The 3G Era
I am extremely delighted to say that you did a wonderful job of bringing out a rare issue of the Star magazine on January 4, 2013. Its impact is great in all sectors of our national life. You were wise enough to explain the details of the third generation mobile technology in a very simple language. When the submarine cable network caused a lot of inconvenience to the users of the Internet in the country, the government took a bold decision to switch over to the Satellite Network System for effective global communication through mobile phones and the Internet. Accordingly, the BTRC “has set the base price for auction at $20 million for per megahertz spectrum of the 3G network.”

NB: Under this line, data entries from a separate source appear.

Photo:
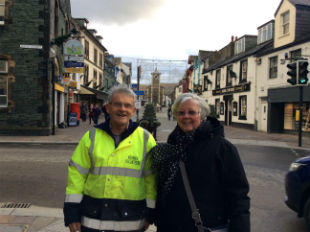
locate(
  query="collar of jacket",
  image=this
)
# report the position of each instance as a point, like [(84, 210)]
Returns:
[(105, 126)]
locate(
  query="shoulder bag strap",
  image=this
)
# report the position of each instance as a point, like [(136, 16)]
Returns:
[(195, 212)]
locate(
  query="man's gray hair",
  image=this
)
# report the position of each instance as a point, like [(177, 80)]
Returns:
[(121, 89), (204, 109)]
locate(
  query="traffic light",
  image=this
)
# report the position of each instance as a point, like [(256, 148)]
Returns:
[(303, 72), (292, 73)]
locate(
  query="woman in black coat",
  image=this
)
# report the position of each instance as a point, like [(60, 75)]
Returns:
[(215, 172)]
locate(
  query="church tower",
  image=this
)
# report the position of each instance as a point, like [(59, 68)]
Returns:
[(155, 88)]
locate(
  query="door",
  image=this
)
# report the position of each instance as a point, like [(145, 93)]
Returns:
[(263, 115)]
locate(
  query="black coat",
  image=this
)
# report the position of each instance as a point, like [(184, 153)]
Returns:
[(218, 183)]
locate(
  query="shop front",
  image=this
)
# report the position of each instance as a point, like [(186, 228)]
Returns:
[(285, 110)]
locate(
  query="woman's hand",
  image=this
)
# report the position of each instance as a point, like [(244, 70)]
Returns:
[(75, 227)]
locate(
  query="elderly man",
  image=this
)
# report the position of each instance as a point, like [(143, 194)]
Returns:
[(111, 186)]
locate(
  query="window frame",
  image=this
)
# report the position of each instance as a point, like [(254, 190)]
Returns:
[(217, 105), (218, 79), (229, 69), (86, 49), (243, 74), (205, 83), (95, 55), (273, 66), (243, 108), (2, 16)]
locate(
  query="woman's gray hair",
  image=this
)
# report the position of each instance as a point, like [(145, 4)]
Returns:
[(204, 109), (121, 89)]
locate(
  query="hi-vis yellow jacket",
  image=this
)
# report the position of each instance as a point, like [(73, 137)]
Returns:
[(112, 180)]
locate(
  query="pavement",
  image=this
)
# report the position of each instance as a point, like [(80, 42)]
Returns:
[(41, 219)]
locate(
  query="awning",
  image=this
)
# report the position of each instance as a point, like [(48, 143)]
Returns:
[(101, 95), (84, 91)]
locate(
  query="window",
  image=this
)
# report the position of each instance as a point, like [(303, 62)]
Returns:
[(2, 11), (101, 60), (285, 23), (229, 75), (218, 79), (217, 107), (86, 75), (95, 77), (205, 83), (295, 54), (235, 106), (222, 108), (3, 83), (242, 107), (240, 46), (95, 55), (3, 66), (243, 71), (273, 67), (100, 79), (265, 33), (86, 49)]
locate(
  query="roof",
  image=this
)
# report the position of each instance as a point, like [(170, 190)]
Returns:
[(294, 2), (228, 60)]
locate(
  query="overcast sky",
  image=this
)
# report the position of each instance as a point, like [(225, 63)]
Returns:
[(172, 29)]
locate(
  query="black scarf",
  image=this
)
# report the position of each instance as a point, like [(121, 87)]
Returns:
[(166, 157)]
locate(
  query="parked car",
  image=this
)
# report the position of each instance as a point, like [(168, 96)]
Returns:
[(297, 187)]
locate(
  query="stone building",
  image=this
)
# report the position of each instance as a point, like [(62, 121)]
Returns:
[(31, 65)]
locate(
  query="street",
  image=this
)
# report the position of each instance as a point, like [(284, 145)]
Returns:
[(37, 175)]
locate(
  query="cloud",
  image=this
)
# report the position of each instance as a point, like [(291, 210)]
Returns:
[(118, 12)]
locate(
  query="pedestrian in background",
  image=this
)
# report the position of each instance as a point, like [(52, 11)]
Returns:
[(97, 113), (91, 113), (104, 111), (111, 186), (216, 175), (169, 112), (83, 112)]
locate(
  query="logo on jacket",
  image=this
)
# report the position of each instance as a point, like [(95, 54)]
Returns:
[(133, 160)]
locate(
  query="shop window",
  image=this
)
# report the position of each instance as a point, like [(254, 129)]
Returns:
[(229, 74), (222, 108), (86, 49), (295, 54), (235, 109), (217, 107), (86, 74), (205, 83), (3, 83), (95, 55), (243, 71), (218, 79), (285, 23), (101, 60), (242, 107), (273, 67), (2, 12), (292, 116)]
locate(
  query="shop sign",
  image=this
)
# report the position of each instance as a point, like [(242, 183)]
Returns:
[(73, 51), (73, 84), (74, 70), (234, 89)]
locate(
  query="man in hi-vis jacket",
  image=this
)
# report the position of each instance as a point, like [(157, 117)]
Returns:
[(111, 186)]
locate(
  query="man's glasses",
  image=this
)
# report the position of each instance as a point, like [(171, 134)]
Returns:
[(120, 105), (190, 113)]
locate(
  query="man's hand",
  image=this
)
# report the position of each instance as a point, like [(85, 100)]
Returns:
[(75, 227), (146, 225)]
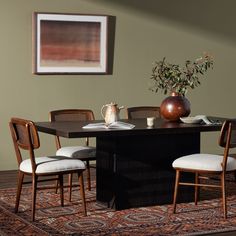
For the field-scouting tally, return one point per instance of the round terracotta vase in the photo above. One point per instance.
(174, 107)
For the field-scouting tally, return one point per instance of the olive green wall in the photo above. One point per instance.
(145, 31)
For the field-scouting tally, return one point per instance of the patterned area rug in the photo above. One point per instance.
(51, 219)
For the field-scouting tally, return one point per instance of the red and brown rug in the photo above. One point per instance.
(51, 219)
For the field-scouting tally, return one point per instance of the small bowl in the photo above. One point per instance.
(190, 120)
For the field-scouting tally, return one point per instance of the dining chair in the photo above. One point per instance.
(143, 112)
(204, 164)
(85, 152)
(45, 168)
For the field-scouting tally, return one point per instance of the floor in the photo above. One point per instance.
(11, 176)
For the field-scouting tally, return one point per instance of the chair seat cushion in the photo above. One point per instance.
(207, 162)
(52, 164)
(80, 152)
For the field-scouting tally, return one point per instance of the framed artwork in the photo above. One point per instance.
(70, 43)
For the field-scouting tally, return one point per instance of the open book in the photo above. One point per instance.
(198, 119)
(114, 125)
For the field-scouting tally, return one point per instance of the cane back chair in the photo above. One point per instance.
(205, 164)
(25, 138)
(85, 153)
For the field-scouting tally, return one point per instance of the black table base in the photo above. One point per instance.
(134, 171)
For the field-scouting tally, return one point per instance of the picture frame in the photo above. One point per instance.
(70, 43)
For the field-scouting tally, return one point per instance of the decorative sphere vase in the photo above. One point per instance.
(174, 107)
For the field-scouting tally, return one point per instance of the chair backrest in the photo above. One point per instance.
(143, 112)
(25, 136)
(227, 138)
(71, 115)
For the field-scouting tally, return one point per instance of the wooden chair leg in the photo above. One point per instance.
(61, 186)
(176, 190)
(82, 193)
(88, 175)
(34, 189)
(19, 188)
(223, 195)
(70, 177)
(196, 188)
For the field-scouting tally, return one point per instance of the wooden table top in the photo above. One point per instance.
(73, 129)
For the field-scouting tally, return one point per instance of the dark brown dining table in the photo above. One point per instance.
(134, 166)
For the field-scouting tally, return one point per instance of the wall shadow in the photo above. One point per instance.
(214, 16)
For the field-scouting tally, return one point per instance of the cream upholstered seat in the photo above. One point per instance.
(205, 164)
(25, 137)
(51, 164)
(85, 153)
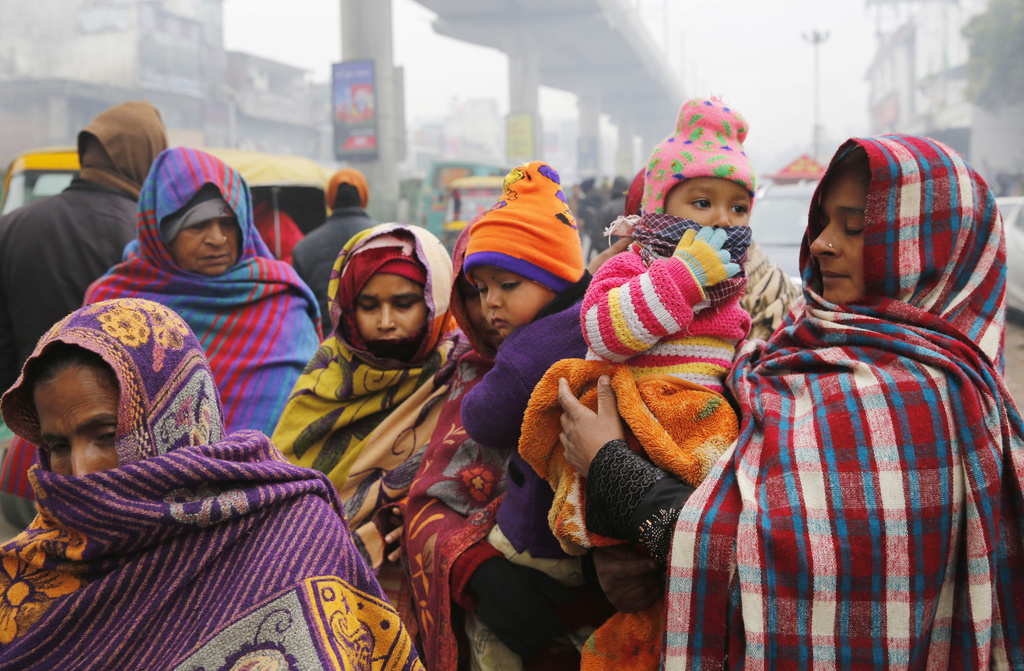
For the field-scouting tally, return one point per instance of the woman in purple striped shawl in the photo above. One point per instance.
(161, 543)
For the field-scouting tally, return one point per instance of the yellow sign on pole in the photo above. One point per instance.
(520, 137)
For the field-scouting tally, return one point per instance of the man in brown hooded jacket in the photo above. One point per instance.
(52, 249)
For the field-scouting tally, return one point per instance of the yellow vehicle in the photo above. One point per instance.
(38, 173)
(468, 198)
(291, 184)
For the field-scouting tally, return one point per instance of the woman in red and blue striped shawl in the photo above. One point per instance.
(186, 548)
(870, 513)
(257, 321)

I feel that the auction price for the license of 3G mobile phones is a little higher for the private telecom operators to facilitate the access information super way with high speed. The use of a 3G mobile phone at an affordable price can help us to acquire knowledge, the concepts of innovation, creativity and vision in all walks of life, though the rural areas are not ready to adopt its unlimited usefulness at the moment. Once it is done, video conference and the classroom lectures at Harvard or Oxford Universities or any speech could be seen and heard even in one's bedroom. As many as 12 countries of the world have been using it for people. Let us hope that our country may spread the essence of the 3G era, its message and our people be taught about its utility in the daily life.
Abul Ashraf Noor
Photo: Amirul Rajiv
On the Road to the White House
Congratulations are in order for the AFP photojournalist, Jewel Samad, who was featured in your last week's magazine issue. The writer conveyed well the story of a man living a dream that many young Bangladeshi boys are struggling to realise in their own ways. Jewel Samad was probably quite a normal Bangla-medium-educated young man with modest hopes for his future but due to his talent and luck, he has found himself in the coveted role of photographing the President of the United States! It is great to read about such successful Bengalis working around the world, not letting our borders be a boundary but still proud of their Bangladeshi background. I find it hard to believe the man is still only in his thirties considering all he has achieved though it is a testament to his skill and ability. I wish him the best for the future and hope the Star continues to profile more such people.
Jamal Abdul Hasan
Last week's column by Chintito, which was a poem entitled [Not my real name], was a powerful read and I'd like to thank the writer for once again speaking strongly against an issue affecting our society. I have been reading Chintito for years but I felt this poem really taught me something about the issue of rape and how we let it permeate in society.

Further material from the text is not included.